India’s factory activity growth hit a two-year low in October as new orders and output rose at a slower pace, dragging business confidence to its weakest since early 2017, a survey showed on Friday, suggesting more policy easing is on the cards.
That mirrors a recent sharp deceleration in global manufacturing activity as a protracted U.S.-China trade war took a toll on business sentiment, investment and overall growth.
The Nikkei Manufacturing Purchasing Managers’ Index (PMI), compiled by IHS Markit, dropped to 50.6 last month from September’s 51.4, confounding expectations in a Reuters poll for a rise to 51.8.
Just the same, it has held above the 50-point threshold mark that separates growth from contraction for the 27th straight month, an uninterrupted run not seen for around five years.
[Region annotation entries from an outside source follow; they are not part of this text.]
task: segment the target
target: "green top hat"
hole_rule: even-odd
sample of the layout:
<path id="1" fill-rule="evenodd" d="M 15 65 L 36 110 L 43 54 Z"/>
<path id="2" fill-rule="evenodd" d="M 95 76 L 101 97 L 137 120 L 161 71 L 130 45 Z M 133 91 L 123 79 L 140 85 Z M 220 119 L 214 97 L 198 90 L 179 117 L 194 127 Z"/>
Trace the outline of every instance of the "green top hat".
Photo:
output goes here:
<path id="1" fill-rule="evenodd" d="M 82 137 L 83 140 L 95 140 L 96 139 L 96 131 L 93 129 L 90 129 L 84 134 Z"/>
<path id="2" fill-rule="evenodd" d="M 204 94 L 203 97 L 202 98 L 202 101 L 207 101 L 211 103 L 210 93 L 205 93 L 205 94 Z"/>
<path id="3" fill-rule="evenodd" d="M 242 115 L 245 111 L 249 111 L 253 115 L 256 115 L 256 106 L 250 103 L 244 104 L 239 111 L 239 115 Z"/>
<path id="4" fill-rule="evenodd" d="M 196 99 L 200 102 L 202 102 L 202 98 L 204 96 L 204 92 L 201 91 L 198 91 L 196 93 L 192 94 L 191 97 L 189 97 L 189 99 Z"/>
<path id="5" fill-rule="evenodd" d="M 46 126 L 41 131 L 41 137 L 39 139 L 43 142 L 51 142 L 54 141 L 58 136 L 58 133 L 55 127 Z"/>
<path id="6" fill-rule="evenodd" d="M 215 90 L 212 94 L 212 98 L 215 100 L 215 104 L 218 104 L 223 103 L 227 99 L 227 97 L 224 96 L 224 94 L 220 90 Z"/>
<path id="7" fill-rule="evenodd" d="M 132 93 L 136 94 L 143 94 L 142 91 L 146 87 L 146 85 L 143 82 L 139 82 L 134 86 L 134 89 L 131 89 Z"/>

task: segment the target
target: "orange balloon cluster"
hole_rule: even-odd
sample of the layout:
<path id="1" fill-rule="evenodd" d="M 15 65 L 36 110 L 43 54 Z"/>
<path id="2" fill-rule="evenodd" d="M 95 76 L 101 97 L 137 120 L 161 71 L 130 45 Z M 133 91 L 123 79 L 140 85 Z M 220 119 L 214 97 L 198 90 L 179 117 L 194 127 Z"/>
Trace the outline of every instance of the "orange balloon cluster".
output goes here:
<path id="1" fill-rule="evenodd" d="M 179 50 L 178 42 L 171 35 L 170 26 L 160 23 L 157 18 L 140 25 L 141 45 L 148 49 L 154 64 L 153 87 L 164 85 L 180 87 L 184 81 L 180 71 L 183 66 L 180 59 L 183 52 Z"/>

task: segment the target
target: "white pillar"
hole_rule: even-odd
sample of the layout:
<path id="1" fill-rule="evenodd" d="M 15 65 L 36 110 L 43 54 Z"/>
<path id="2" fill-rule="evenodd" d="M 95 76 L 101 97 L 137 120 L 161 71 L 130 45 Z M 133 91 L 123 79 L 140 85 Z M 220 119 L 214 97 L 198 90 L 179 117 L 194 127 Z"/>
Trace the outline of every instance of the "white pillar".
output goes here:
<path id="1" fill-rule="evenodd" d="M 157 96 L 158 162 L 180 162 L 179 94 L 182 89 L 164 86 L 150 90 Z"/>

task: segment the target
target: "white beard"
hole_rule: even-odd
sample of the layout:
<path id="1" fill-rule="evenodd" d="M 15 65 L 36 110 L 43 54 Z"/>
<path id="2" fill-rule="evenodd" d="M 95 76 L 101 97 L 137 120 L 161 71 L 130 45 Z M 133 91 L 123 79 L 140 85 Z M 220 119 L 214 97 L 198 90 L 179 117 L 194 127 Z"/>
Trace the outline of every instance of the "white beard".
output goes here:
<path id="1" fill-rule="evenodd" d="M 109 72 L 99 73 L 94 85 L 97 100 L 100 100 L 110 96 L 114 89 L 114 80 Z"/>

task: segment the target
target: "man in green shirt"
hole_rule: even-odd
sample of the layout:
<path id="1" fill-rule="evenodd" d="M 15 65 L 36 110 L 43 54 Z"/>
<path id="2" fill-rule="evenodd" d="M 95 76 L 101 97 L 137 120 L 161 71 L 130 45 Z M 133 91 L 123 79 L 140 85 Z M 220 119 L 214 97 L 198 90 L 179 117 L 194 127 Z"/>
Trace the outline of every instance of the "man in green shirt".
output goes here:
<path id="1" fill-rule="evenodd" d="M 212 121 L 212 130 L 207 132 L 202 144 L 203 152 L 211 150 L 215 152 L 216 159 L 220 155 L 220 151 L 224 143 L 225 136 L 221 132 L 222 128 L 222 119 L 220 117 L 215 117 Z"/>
“PMI data for October showed a continuation of manufacturing sector weakness in India, with sales growth softening to the slowest in two years,” noted Pollyanna De Lima, principal economist at IHS Markit.
“Weakening demand had a domino effect in the manufacturing industry, knocking down rates of increase in production, employment and business sentiment.”
The new orders sub-index, a proxy for domestic demand, slumped to 51.3 from September’s 52.3, its lowest since October 2017. That pushed firms to slow the pace of hiring to a six month low, which is likely to raise concerns for Narendra Modi’s government given it is under pressure to create more jobs.
Moreover, in a further sign the ailing economy will take a while to recover, optimism slipped in October to its weakest since soon after a 2016 high-value currency ban that affected day-to-day operations of small- and medium-sized businesses.
The downturn in overall business activity and demand suggests the Reserve Bank of India might need to ease policy again, on top of the cumulative 135 basis points of rate cuts delivered this year.
Certainly, the inflation gauge in the PMI survey indicated the RBI has the headroom for further policy action, as input prices declined for the first time in over four years. While firms raised output costs at a faster rate compared to September, it is unlikely to push overall inflation above the central bank’s medium-term target of 4%.